Discussion
A PRO measure should fulfil accepted criteria for reliability, validity and responsiveness to change. Its threshold for meaningful change is useful for interpreting the impact of interventions.17 The SGRQ has been used previously to assess HRQL in patients with IPF, but this is the largest longitudinal dataset available that has been used to test its reliability, validity and meaningful change in this patient population.18
We analysed the psychometric properties of the SGRQ using pooled data from 1061 patients with IPF treated with nintedanib or placebo in the INPULSIS trials. Internal consistency was high for the SGRQ total and domain scores, confirming homogeneity of items within domains and for the entire instrument. The lower internal consistency of the symptoms domain is consistent with previous studies5 19 20 and may be due to certain items within the symptoms domain (eg, those related to sputum and wheezing) lacking clinical relevance for many patients with IPF. In patients whose disease was clinically stable over 6 weeks, SGRQ total and domain scores all showed acceptable stability.

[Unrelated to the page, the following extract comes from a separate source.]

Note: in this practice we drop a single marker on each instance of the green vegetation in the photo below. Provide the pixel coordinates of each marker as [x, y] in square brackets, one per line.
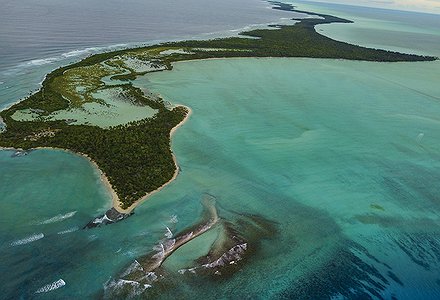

In patients whose disease was clinically stable by all criterion variables over 52 weeks, the SGRQ total score had acceptable stability, but there was variability in the stability of domain scores, likely due to measurement error, which attenuated validity coefficients. The low ICC for the EQ-5D VAS is likely due to the generic nature of the instrument, which by definition is intended to capture all aspects of health in addition to IPF.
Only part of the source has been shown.